Dara Sklare What is your educational background, and how did you become interested in teaching?

Dara Sklare: I got an undergrad in psychology and a master's in special education before I started teaching. I am currently finishing up a master's in reading. I've wanted to be a teacher for as long as I can remember. What led you to working with special needs students? Is this a field you were interested in all along, or did you come to it as an education professional?

DS: I became interested in special education while participating in CEC (Council for Exceptional Children) club in high school. Through that club I volunteered in a special education classroom and assisted students in the class. Besides special education, is there another subject in which you specialize? Are you able to bring this expertise to your special needs classroom?

DS: I am highly qualified in English/reading and math. I am also finishing up a master's degree in reading. I think the classes I took in reading are very useful in both the English and math classes that I teach. What age groups and types of disabilities do you have experience working with? Do you find that your approach to special education differs between different types of disabilities, or that you're able to take one general approach that you tailor a bit to each student?

DS: I have worked with students in grades 9-12, all of whom have mild to moderate cognitive disabilities. Under the umbrella of mild to moderate cognitive disabilities there are various levels of ability. Therefore, I have to tailor what I teach to each student because every learner is so different. Please describe a day in your special education classroom. In what ways is it like any other classroom, and in what ways does it differ?

DS: Every day follows a pretty similar routine. The kids begin each period with a bell-ringer problem which is used as a transition from the hallway into the classroom. Students then break into different learning groups determined by skill level and what they are currently working on. In my English classes I always have one group working with my assistant. The other students work on other English-related activities, such as writing, developing reading comprehension and other basic English skills.

In both my English and math classes the focus is on life skills. For example, in math, students generally spend the bulk of the year doing money-related activities. Most activities are hands-on and require active participation, as opposed to traditional paper and pencil activities. What do you find most rewarding about working with special needs children? Most challenging?

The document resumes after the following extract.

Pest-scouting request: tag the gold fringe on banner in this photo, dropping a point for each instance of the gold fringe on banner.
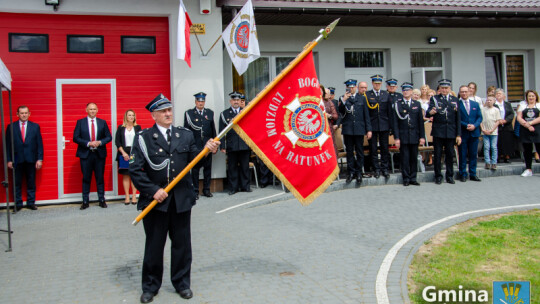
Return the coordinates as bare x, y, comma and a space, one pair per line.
305, 201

DS: The most rewarding thing about my job is the relationships that I am able to develop with the students. It's always nice when a student who has had negative experiences throughout school can come into your classroom and feel that it is a positive, safe place.

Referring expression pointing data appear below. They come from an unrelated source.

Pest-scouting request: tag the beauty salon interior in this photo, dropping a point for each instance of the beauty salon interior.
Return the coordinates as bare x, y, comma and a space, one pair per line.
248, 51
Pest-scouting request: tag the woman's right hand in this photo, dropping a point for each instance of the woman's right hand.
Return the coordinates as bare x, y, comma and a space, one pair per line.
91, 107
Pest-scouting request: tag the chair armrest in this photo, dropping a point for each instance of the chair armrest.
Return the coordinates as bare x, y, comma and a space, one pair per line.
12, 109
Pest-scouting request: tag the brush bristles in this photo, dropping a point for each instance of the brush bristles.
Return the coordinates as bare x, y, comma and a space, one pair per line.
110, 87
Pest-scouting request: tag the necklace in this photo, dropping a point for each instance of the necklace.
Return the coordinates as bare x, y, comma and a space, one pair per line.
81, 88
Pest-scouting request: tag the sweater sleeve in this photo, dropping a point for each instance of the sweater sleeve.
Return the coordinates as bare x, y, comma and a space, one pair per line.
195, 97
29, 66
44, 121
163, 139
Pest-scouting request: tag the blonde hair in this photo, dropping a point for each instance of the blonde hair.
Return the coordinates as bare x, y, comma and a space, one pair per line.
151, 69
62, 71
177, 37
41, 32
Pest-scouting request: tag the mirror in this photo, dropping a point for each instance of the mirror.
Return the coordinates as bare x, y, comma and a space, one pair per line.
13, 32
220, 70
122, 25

The most challenging part is differentiating every lesson and activity to meet the needs of every learner. Additionally, every day and every period is always a little bit different. Sometimes, after planning out my lessons for the week I will discover after just one period that my lesson plan is no longer valid. This then requires me to quickly reassess what I am going to do. What are the most common misconceptions about students with learning disabilities that you encounter? If you could dispel one once and for all, what would it be?

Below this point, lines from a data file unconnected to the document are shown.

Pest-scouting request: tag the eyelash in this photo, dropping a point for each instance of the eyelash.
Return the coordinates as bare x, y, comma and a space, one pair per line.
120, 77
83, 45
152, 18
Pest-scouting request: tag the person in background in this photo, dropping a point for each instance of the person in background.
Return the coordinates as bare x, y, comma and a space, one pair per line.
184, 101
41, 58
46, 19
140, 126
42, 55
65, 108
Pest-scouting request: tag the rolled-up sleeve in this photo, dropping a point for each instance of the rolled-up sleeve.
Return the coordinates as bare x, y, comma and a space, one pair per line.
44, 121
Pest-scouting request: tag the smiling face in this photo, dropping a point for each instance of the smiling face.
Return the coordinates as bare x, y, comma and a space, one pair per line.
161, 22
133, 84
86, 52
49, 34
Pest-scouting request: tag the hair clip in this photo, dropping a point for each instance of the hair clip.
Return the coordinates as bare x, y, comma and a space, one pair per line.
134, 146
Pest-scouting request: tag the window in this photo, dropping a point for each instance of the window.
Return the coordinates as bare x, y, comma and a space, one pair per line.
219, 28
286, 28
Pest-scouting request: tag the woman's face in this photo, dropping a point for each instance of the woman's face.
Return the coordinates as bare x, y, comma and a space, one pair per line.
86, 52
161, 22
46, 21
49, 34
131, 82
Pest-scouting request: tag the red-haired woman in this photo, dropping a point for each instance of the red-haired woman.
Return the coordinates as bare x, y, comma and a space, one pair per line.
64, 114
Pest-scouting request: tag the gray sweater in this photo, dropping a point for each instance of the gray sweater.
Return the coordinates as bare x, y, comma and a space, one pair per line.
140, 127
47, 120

DS: I teach students with mild to moderate cognitive disabilities. Frequently, parents will come to the IEP (Individualized Education Plan) meeting still believing that their children can be 'cured' and can go on to live a typical life. While it can be heartbreaking to tell a parent that their child will never get 'better,' it is important to provide them with a realistic outlook. What advice would you offer to someone who is considering becoming a special education teacher?

DS: I would probably tell a new teacher to listen to your students. By observing and paying attention to your students as they work in class you can generally tell how they learn best. Frequently, after observing students work through a math problem I discover a better and more efficient way to teach those types of problems. Additionally, by watching your students you can discover what parts of the curriculum engage them and what parts do not, and therefore need to be changed. Finally, I'd like to give you the opportunity to share anything you'd like about students with learning disabilities and your experience as a special education teacher.

DS: It is important to be open-minded and to accept the students who are put in front of you. You can't choose what students you get and what type of disabilities they have. You just have to be help every child who comes to your classroom.